Opinions are mixed on LED lighting, but anyone who has ever done location work won’t be able to deny their utility — they’re lightweight, they have very low power draw, and they generate very little heat. They’re an excellent tool to have in a one-man band style of shooting. They’re also expensive. But now, with the proliferation of LED lighting kits for home use, you can build a very good equivalent to $500 off-the-shelf products for under $100. More importantly, if you’re careful you’ll come away with a project that looks good — and won’t scream, “I built this in a shed!” — and that might be handy, depending on who your clients are.
The core of this project is the adhesive-mounted strands of LED lights that you can cut and resolder into any configuration that strikes your fancy. These are usually sold in kits that come with an external power supply and an inline dimmer. Unfortunately you won’t be able to use this dimmer for video lighting purposes. Dimming for LED lights is achieved through a process called pulse-width modulation, which introduces a very rapid flickering that dims or brightens the light depending on the length of the cycle. The included inline dimmer operates at a relatively slow cycle — it looks fine to your eyes, but in camera you’ll see a pretty noticeable flicker. We’ll be using the guts of an external dimmer to get the results we need.
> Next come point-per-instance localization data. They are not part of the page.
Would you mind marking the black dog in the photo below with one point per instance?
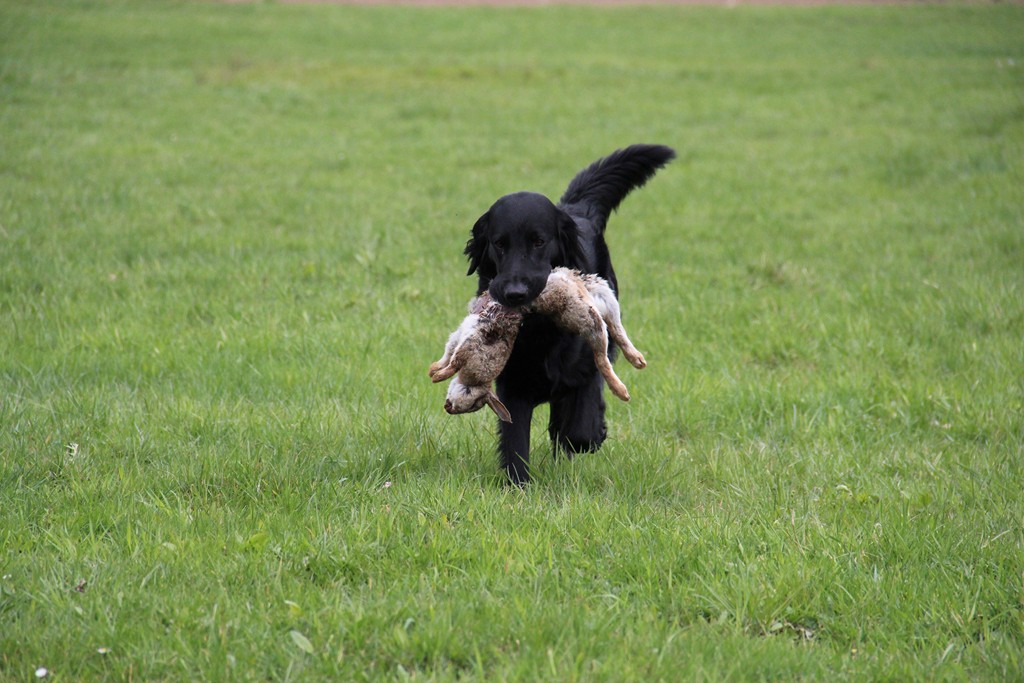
(513, 248)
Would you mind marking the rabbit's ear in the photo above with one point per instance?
(498, 407)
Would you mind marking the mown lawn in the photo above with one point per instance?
(230, 245)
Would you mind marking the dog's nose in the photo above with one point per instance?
(515, 295)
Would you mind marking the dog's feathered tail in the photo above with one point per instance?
(599, 188)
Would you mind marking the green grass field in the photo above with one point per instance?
(230, 245)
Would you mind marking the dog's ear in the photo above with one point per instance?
(498, 407)
(476, 250)
(568, 241)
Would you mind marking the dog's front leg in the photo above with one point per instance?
(513, 439)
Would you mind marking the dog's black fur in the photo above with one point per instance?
(513, 248)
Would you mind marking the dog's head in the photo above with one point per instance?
(516, 244)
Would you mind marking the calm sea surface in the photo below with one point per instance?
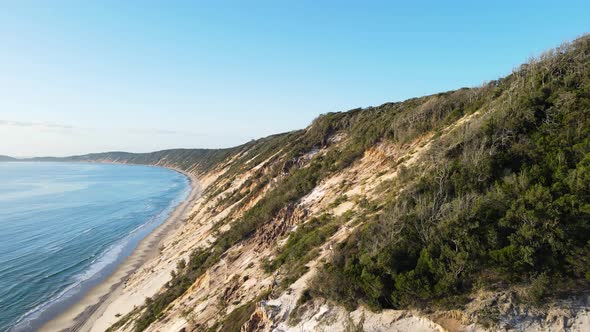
(64, 227)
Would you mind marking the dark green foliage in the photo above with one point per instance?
(302, 246)
(501, 201)
(506, 201)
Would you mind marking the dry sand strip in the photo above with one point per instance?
(82, 315)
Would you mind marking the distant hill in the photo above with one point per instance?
(472, 205)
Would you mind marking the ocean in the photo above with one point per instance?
(65, 227)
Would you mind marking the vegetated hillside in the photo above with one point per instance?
(198, 160)
(424, 204)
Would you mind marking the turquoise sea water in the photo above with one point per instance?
(64, 227)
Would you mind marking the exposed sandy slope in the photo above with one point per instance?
(110, 293)
(238, 278)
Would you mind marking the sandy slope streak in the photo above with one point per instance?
(238, 278)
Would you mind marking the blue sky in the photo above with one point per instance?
(91, 76)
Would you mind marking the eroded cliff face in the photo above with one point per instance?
(239, 282)
(273, 211)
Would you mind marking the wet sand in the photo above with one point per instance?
(82, 315)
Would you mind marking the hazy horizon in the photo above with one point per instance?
(88, 78)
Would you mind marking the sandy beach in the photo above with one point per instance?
(83, 315)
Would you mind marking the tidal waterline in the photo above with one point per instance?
(64, 227)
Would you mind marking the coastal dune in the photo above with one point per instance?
(105, 301)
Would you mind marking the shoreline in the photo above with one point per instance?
(82, 315)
There’s an awful lot of soldering in this project, but none of it is very tough, so if you’re still intimidated by the process, this is a good project to help you build your skills. Overall the project is fairly simple, and you can complete it in around 4–6 hours depending on how smoothly your soldering goes. The cost of parts will set you back around $70 to $100, but you’ll likely have plenty of plexiglass and corrugated plastic left over to build more of these panels in the future.
This project first appeared in MAKE Volume 38, on page 56.